3.8 Application Development Practices in Pouta

In this section, we discuss some of the best practices for developers to follow while creating or deploying their application in Pouta. Pouta clouds like other IaaS clouds offer tons of flexibility compared to traditional computing environments but are also susceptible to the failures which any large computing environment may face. Best practices to build your application on Pouta is all about leveraging flexibilities of IaaS cloud computing, code management, automation, orchestration, wise data management and dealing with underlying cloud environment failures. Some of these practices which could be easily followed by developers considering to build and deploy their application in Pouta cloud environments are illustrated in the figure below.

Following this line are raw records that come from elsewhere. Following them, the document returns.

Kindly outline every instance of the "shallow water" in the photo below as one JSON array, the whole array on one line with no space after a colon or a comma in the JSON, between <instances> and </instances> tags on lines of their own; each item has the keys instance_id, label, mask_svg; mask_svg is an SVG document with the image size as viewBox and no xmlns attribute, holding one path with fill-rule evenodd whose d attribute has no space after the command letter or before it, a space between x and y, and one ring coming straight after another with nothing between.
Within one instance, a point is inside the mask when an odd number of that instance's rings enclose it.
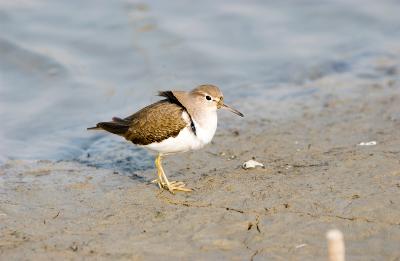
<instances>
[{"instance_id":1,"label":"shallow water","mask_svg":"<svg viewBox=\"0 0 400 261\"><path fill-rule=\"evenodd\" d=\"M285 117L283 102L318 91L304 83L398 69L397 1L185 3L0 2L0 162L140 154L86 127L129 115L160 89L214 83L250 118ZM138 168L150 164L143 153Z\"/></svg>"}]
</instances>

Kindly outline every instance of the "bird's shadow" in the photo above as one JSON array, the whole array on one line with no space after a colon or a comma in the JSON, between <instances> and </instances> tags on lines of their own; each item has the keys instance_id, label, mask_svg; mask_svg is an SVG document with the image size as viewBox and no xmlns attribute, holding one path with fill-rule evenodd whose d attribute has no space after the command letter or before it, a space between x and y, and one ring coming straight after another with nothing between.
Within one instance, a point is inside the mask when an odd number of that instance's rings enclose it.
<instances>
[{"instance_id":1,"label":"bird's shadow","mask_svg":"<svg viewBox=\"0 0 400 261\"><path fill-rule=\"evenodd\" d=\"M154 156L134 144L110 137L100 137L87 146L77 159L88 166L110 169L115 174L148 182L139 173L153 168Z\"/></svg>"}]
</instances>

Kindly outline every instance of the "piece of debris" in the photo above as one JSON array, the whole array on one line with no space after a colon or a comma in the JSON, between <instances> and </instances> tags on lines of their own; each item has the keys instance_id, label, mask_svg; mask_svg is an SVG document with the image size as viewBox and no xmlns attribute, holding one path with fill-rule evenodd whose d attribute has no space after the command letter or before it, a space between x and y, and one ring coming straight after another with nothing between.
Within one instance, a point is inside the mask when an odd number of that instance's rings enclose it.
<instances>
[{"instance_id":1,"label":"piece of debris","mask_svg":"<svg viewBox=\"0 0 400 261\"><path fill-rule=\"evenodd\" d=\"M257 162L255 160L248 160L245 163L243 163L242 168L243 169L254 169L256 167L262 167L264 168L264 164Z\"/></svg>"},{"instance_id":2,"label":"piece of debris","mask_svg":"<svg viewBox=\"0 0 400 261\"><path fill-rule=\"evenodd\" d=\"M367 142L360 142L358 145L359 146L375 146L376 144L378 144L376 141L367 141Z\"/></svg>"},{"instance_id":3,"label":"piece of debris","mask_svg":"<svg viewBox=\"0 0 400 261\"><path fill-rule=\"evenodd\" d=\"M344 261L344 241L343 234L340 230L332 229L326 233L328 240L328 260L329 261Z\"/></svg>"},{"instance_id":4,"label":"piece of debris","mask_svg":"<svg viewBox=\"0 0 400 261\"><path fill-rule=\"evenodd\" d=\"M298 248L302 248L302 247L305 247L305 246L307 246L307 244L300 244L300 245L297 245L295 248L298 249Z\"/></svg>"}]
</instances>

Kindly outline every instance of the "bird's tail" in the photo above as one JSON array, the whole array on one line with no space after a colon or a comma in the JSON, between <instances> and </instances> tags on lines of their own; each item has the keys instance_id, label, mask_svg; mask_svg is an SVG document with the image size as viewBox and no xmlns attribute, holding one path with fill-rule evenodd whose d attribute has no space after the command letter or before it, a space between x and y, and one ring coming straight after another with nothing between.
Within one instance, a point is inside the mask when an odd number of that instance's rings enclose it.
<instances>
[{"instance_id":1,"label":"bird's tail","mask_svg":"<svg viewBox=\"0 0 400 261\"><path fill-rule=\"evenodd\" d=\"M99 122L95 127L87 128L87 130L105 130L117 135L124 135L129 130L129 125L125 122Z\"/></svg>"}]
</instances>

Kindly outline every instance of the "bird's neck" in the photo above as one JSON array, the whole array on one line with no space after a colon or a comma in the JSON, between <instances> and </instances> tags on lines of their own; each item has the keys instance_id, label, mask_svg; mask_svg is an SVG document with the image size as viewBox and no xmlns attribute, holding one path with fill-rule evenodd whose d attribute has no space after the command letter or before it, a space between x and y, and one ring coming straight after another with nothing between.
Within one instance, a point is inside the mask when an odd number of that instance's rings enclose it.
<instances>
[{"instance_id":1,"label":"bird's neck","mask_svg":"<svg viewBox=\"0 0 400 261\"><path fill-rule=\"evenodd\" d=\"M202 113L194 113L192 119L195 123L197 137L202 142L209 143L217 129L217 112L210 110L206 112L203 111Z\"/></svg>"}]
</instances>

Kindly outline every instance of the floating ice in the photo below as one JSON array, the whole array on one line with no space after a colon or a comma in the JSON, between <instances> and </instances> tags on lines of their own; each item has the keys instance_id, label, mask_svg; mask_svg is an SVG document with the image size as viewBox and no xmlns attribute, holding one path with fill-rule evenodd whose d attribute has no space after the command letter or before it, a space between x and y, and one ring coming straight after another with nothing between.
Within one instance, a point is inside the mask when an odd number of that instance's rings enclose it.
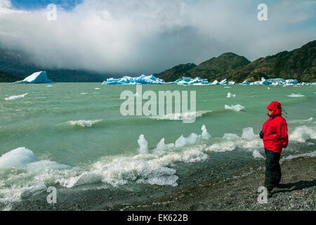
<instances>
[{"instance_id":1,"label":"floating ice","mask_svg":"<svg viewBox=\"0 0 316 225\"><path fill-rule=\"evenodd\" d=\"M154 75L133 77L124 76L122 78L108 78L102 84L165 84L164 81L157 78Z\"/></svg>"},{"instance_id":2,"label":"floating ice","mask_svg":"<svg viewBox=\"0 0 316 225\"><path fill-rule=\"evenodd\" d=\"M147 142L143 134L140 134L137 142L139 145L140 153L146 154L148 152L148 142Z\"/></svg>"},{"instance_id":3,"label":"floating ice","mask_svg":"<svg viewBox=\"0 0 316 225\"><path fill-rule=\"evenodd\" d=\"M204 124L203 124L203 126L202 127L201 129L202 129L202 134L201 134L201 136L202 136L202 138L203 139L209 139L211 138L211 134L209 134L207 132L206 128L205 127L205 125L204 125Z\"/></svg>"},{"instance_id":4,"label":"floating ice","mask_svg":"<svg viewBox=\"0 0 316 225\"><path fill-rule=\"evenodd\" d=\"M239 136L236 134L224 134L223 139L238 139Z\"/></svg>"},{"instance_id":5,"label":"floating ice","mask_svg":"<svg viewBox=\"0 0 316 225\"><path fill-rule=\"evenodd\" d=\"M95 123L101 121L102 120L70 120L68 122L73 126L79 126L81 127L91 127Z\"/></svg>"},{"instance_id":6,"label":"floating ice","mask_svg":"<svg viewBox=\"0 0 316 225\"><path fill-rule=\"evenodd\" d=\"M187 138L187 143L190 144L195 144L197 142L197 134L195 133L192 133L190 134L190 136Z\"/></svg>"},{"instance_id":7,"label":"floating ice","mask_svg":"<svg viewBox=\"0 0 316 225\"><path fill-rule=\"evenodd\" d=\"M158 120L191 120L195 118L200 117L204 115L211 112L211 110L202 110L196 112L171 113L163 115L154 115L151 116L150 118Z\"/></svg>"},{"instance_id":8,"label":"floating ice","mask_svg":"<svg viewBox=\"0 0 316 225\"><path fill-rule=\"evenodd\" d=\"M158 150L167 150L169 149L168 146L164 143L164 138L160 140L157 143L156 148Z\"/></svg>"},{"instance_id":9,"label":"floating ice","mask_svg":"<svg viewBox=\"0 0 316 225\"><path fill-rule=\"evenodd\" d=\"M216 143L206 148L206 151L216 153L230 152L236 148L236 146L232 141L225 141L222 143Z\"/></svg>"},{"instance_id":10,"label":"floating ice","mask_svg":"<svg viewBox=\"0 0 316 225\"><path fill-rule=\"evenodd\" d=\"M306 140L315 139L316 139L316 131L306 126L297 127L289 136L289 139L298 142L305 142Z\"/></svg>"},{"instance_id":11,"label":"floating ice","mask_svg":"<svg viewBox=\"0 0 316 225\"><path fill-rule=\"evenodd\" d=\"M242 129L242 139L252 139L256 136L254 134L254 129L252 127L246 127Z\"/></svg>"},{"instance_id":12,"label":"floating ice","mask_svg":"<svg viewBox=\"0 0 316 225\"><path fill-rule=\"evenodd\" d=\"M185 138L183 135L181 135L174 144L175 147L183 147L187 145L192 145L197 142L198 136L197 134L192 133L188 137Z\"/></svg>"},{"instance_id":13,"label":"floating ice","mask_svg":"<svg viewBox=\"0 0 316 225\"><path fill-rule=\"evenodd\" d=\"M228 92L227 94L227 97L228 98L232 98L232 97L235 98L235 97L236 97L236 94L230 94L230 92Z\"/></svg>"},{"instance_id":14,"label":"floating ice","mask_svg":"<svg viewBox=\"0 0 316 225\"><path fill-rule=\"evenodd\" d=\"M183 147L184 146L187 145L187 139L183 136L183 135L181 135L176 141L174 144L174 146L176 148L178 147Z\"/></svg>"},{"instance_id":15,"label":"floating ice","mask_svg":"<svg viewBox=\"0 0 316 225\"><path fill-rule=\"evenodd\" d=\"M24 98L24 96L25 96L27 94L27 93L21 94L20 96L10 96L8 98L5 98L4 100L8 101L8 100L20 99L20 98Z\"/></svg>"},{"instance_id":16,"label":"floating ice","mask_svg":"<svg viewBox=\"0 0 316 225\"><path fill-rule=\"evenodd\" d=\"M312 83L308 83L309 85ZM242 84L244 85L256 85L256 84L261 84L261 85L294 85L297 84L297 79L284 79L282 78L275 78L275 79L265 79L264 77L261 77L261 80L256 81L254 82L249 82L248 80L245 80L244 82L242 83Z\"/></svg>"},{"instance_id":17,"label":"floating ice","mask_svg":"<svg viewBox=\"0 0 316 225\"><path fill-rule=\"evenodd\" d=\"M224 79L223 80L222 80L220 82L220 84L228 84L228 82L227 82L227 79Z\"/></svg>"},{"instance_id":18,"label":"floating ice","mask_svg":"<svg viewBox=\"0 0 316 225\"><path fill-rule=\"evenodd\" d=\"M46 71L33 73L25 77L23 80L15 82L13 84L50 84L51 81L47 77Z\"/></svg>"},{"instance_id":19,"label":"floating ice","mask_svg":"<svg viewBox=\"0 0 316 225\"><path fill-rule=\"evenodd\" d=\"M308 122L310 121L312 121L312 117L308 118L308 119L305 119L305 120L289 120L287 122L289 124L291 123L304 123L304 122Z\"/></svg>"},{"instance_id":20,"label":"floating ice","mask_svg":"<svg viewBox=\"0 0 316 225\"><path fill-rule=\"evenodd\" d=\"M288 97L292 97L292 98L300 98L300 97L304 97L303 94L291 94L289 96L287 96Z\"/></svg>"},{"instance_id":21,"label":"floating ice","mask_svg":"<svg viewBox=\"0 0 316 225\"><path fill-rule=\"evenodd\" d=\"M243 84L243 85L249 85L250 83L249 83L249 82L248 80L246 79L244 82L243 82L242 83L242 84Z\"/></svg>"},{"instance_id":22,"label":"floating ice","mask_svg":"<svg viewBox=\"0 0 316 225\"><path fill-rule=\"evenodd\" d=\"M175 81L174 84L192 84L192 85L203 85L203 84L210 84L207 81L207 79L202 79L199 77L195 77L192 79L190 77L183 77L182 79L178 79Z\"/></svg>"},{"instance_id":23,"label":"floating ice","mask_svg":"<svg viewBox=\"0 0 316 225\"><path fill-rule=\"evenodd\" d=\"M209 85L209 84L234 84L235 82L230 81L227 82L226 79L218 82L217 80L213 83L207 81L207 79L200 77L183 77L174 82L165 82L163 79L157 78L154 75L145 76L144 75L140 77L124 76L121 78L108 78L104 81L102 84L178 84L178 85Z\"/></svg>"},{"instance_id":24,"label":"floating ice","mask_svg":"<svg viewBox=\"0 0 316 225\"><path fill-rule=\"evenodd\" d=\"M231 106L229 106L228 105L225 105L225 109L226 110L233 110L237 112L240 111L241 110L244 109L245 108L241 105L232 105Z\"/></svg>"},{"instance_id":25,"label":"floating ice","mask_svg":"<svg viewBox=\"0 0 316 225\"><path fill-rule=\"evenodd\" d=\"M47 169L60 169L69 167L49 160L40 160L33 152L25 147L13 149L0 157L0 168L28 168L40 171Z\"/></svg>"}]
</instances>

The practices illustrated in above are only a small set of practices, you could additionally follow a larger set of practices as mentioned by Cloud Native Computing Foundation, various online literature on OpenStack like its technical blogs, user guides, user stories etc.. In real scenarios, some of these practices may not be applicable to your application, but applying practices which are applicable to your application development is the key-takeaway of this section. Now, let's discuss in detail the practices illustrated in above figure with code examples wherever applicable.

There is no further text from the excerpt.